Number of customers: 5
Number of transactions: 500


In [9]:
# dispay number of transactions per customer

data.groupby('customer_id')['transaction_id'].count()

customer_id
1    126
2     93
3     93
4    109
5     79
Name: transaction_id, dtype: int64

## Aggregation with pandas

In [11]:
# make a list of the operations we want to perform
operations = ['sum', 'max', 'min', 'mean', 'median', 'std', 'count']

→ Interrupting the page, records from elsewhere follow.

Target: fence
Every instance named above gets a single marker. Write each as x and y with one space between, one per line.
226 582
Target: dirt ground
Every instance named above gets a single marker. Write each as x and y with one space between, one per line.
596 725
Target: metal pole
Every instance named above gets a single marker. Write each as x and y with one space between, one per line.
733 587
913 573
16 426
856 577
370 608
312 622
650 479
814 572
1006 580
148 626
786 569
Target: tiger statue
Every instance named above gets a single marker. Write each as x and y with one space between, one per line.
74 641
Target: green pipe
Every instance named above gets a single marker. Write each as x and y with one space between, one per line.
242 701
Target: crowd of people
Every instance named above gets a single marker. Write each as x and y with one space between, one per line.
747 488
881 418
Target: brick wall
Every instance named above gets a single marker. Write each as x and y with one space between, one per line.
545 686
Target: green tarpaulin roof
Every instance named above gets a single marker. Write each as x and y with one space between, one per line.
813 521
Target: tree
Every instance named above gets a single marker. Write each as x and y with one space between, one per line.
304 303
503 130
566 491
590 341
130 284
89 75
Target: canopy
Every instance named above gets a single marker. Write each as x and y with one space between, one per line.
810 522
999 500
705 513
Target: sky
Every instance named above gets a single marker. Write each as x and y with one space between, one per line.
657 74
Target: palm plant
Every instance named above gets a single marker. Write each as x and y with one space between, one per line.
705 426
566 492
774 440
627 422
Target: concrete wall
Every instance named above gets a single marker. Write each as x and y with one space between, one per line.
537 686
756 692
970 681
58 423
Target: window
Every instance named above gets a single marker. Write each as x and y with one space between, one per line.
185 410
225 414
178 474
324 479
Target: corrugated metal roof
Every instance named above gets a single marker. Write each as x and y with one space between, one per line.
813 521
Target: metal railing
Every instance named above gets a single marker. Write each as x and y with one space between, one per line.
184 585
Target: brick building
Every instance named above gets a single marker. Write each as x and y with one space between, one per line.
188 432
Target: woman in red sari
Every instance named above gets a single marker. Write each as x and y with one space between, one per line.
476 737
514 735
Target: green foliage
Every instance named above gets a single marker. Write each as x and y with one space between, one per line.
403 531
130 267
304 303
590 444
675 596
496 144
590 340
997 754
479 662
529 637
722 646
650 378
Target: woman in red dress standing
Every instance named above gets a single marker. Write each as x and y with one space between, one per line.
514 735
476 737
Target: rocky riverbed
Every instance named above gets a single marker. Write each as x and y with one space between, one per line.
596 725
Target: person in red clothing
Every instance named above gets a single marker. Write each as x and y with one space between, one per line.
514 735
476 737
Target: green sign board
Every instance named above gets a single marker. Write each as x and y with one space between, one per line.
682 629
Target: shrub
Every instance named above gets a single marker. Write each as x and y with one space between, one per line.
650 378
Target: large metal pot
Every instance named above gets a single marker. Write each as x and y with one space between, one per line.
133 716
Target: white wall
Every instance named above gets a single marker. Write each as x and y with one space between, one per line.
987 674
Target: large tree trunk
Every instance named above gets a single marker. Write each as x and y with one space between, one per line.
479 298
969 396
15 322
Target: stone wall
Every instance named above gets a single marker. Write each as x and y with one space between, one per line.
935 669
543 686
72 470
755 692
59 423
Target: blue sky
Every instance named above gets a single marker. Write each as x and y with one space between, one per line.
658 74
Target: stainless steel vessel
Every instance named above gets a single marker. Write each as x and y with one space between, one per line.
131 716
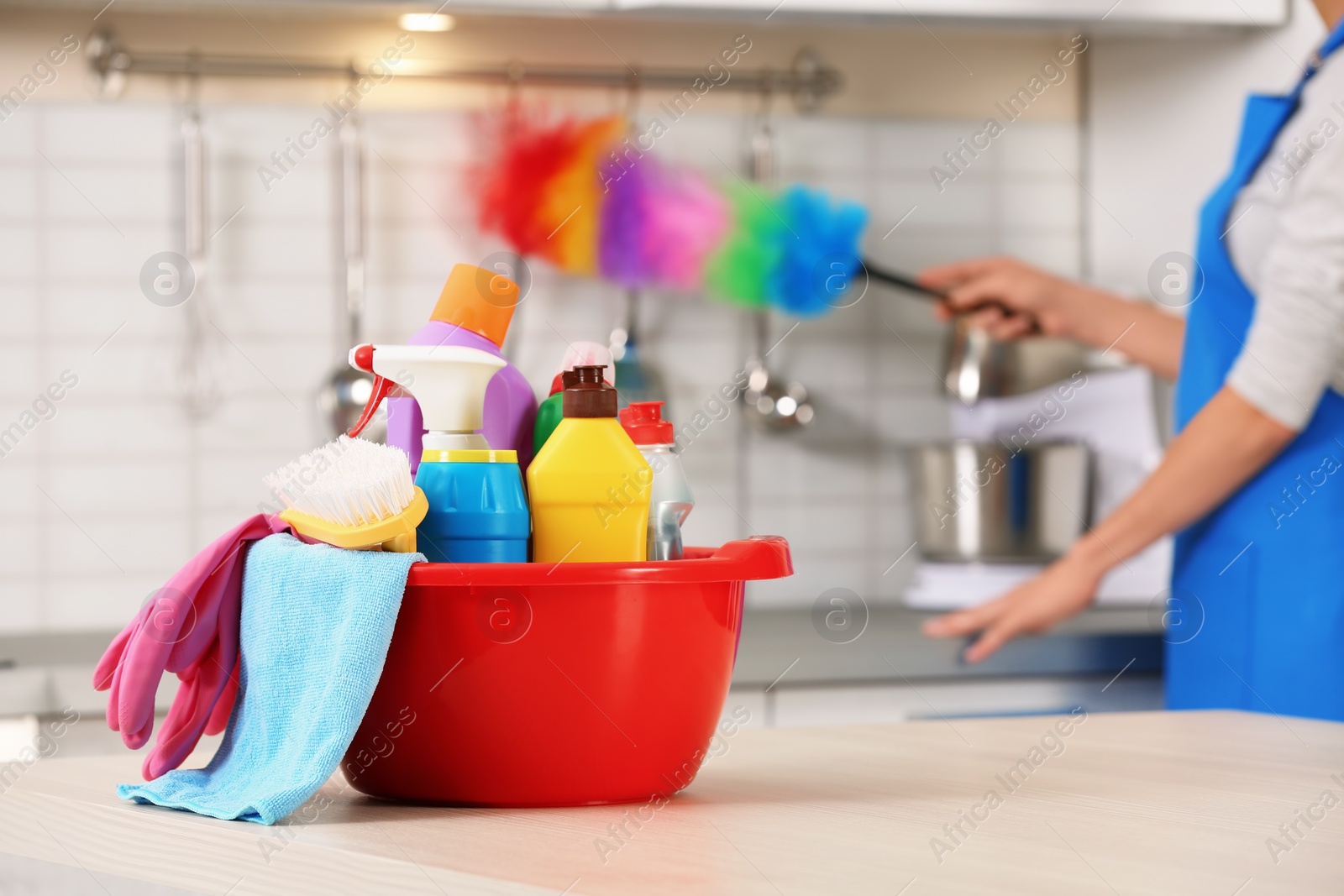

# make a list of the new feature names
feature_names = [
    'total_amount', 'max_amount', 'min_amount', 'mean_amount', 'median_amount',
    'std_amount', 'number of transactions'
]

df = pd.DataFrame()

# capture new features in a pandas dataframe
df[feature_names] = data.groupby('customer_id')['amount'].agg(operations)

df

Unnamed: 0_level_0,total_amount,max_amount,min_amount,mean_amount,median_amount,std_amount,number of transactions
customer_id,Unnamed: 1_level_1,Unnamed: 2_level_1,Unnamed: 3_level_1,Unnamed: 4_level_1,Unnamed: 5_level_1,Unnamed: 6_level_1,Unnamed: 7_level_1
1,9025.62,139.43,5.81,71.631905,69.715,40.442059,126
2,7200.28,146.81,8.73,77.422366,75.96,37.705178,93
3,6236.62,149.15,5.89,67.06043,58.93,43.683296,93
4,8727.68,149.95,5.73,80.070459,81.41,45.068765,109
5,6349.66,149.02,7.55,80.375443,78.87,44.09563,79


## Aggregation with Featuretools

In [12]:
# in order for feature tools to work, we need to create
# entity sets

# create and entity set and give it a name
es = ft.EntitySet(id="customer_data")

# add transactions table to the entity set
# basically we pass the entire dataframe indicating
# the transaction_id as unique identifier
# and the transaction time as the time index
# there is one unique timestamp per transaction
es.entity_from_dataframe(entity_id='transactions',
                         dataframe=data[cols],
                         index="transaction_id",
                         time_index='transaction_time')

# display the entity set
es

Entityset: customer_data
  Entities:
    transactions [Rows: 500, Columns: 4]
  Relationships:
    No relationships

In [13]:
# now we indicate that within the entity set
# there is another table, with customer data,
# each customer identified with a unique
# customer id

es.normalize_entity(base_entity_id="transactions",
                    new_entity_id="customers",
                    index="customer_id")

Entityset: customer_data
  Entities:
    transactions [Rows: 500, Columns: 4]
    customers [Rows: 5, Columns: 2]
  Relationships:
    transactions.customer_id -> customers.customer_id

In [14]:
# let's print out the operations we want to perform
# we created this list in cell 9

operations

['sum', 'max', 'min', 'mean', 'median', 'std', 'count']

In [15]:
# set up the feature creation object
# to aggregate transactions at customer level

feature_matrix, features = ft.dfs(entityset=es,
                                  target_entity="customers",
                                  agg_primitives=operations,
                                  trans_primitives=[],
                                  verbose=True,
                                  )

# display name of created features
features

Built 7 features
Elapsed: 00:00 | Remaining: 00:00 | Progress: 100%|██████████| Calculated: 1/1 chunks


[<Feature: SUM(transactions.amount)>,
 <Feature: MAX(transactions.amount)>,
 <Feature: MIN(transactions.amount)>,
 <Feature: MEAN(transactions.amount)>,
 <Feature: MEDIAN(transactions.amount)>,
 <Feature: STD(transactions.amount)>,
 <Feature: COUNT(transactions)>]

In [16]:
# dataframe with the new features
feature_matrix

Unnamed: 0_level_0,SUM(transactions.amount),MAX(transactions.amount),MIN(transactions.amount),MEAN(transactions.amount),MEDIAN(transactions.amount),STD(transactions.amount),COUNT(transactions)
customer_id,Unnamed: 1_level_1,Unnamed: 2_level_1,Unnamed: 3_level_1,Unnamed: 4_level_1,Unnamed: 5_level_1,Unnamed: 6_level_1,Unnamed: 7_level_1
1,9025.62,139.43,5.81,71.631905,69.715,40.442059,126
2,7200.28,146.81,8.73,77.422366,75.96,37.705178,93
3,6236.62,149.15,5.89,67.06043,58.93,43.683296,93
4,8727.68,149.95,5.73,80.070459,81.41,45.068765,109
5,6349.66,149.02,7.55,80.375443,78.87,44.09563,79


If you compare this table to the one created in 8, the values should be identical.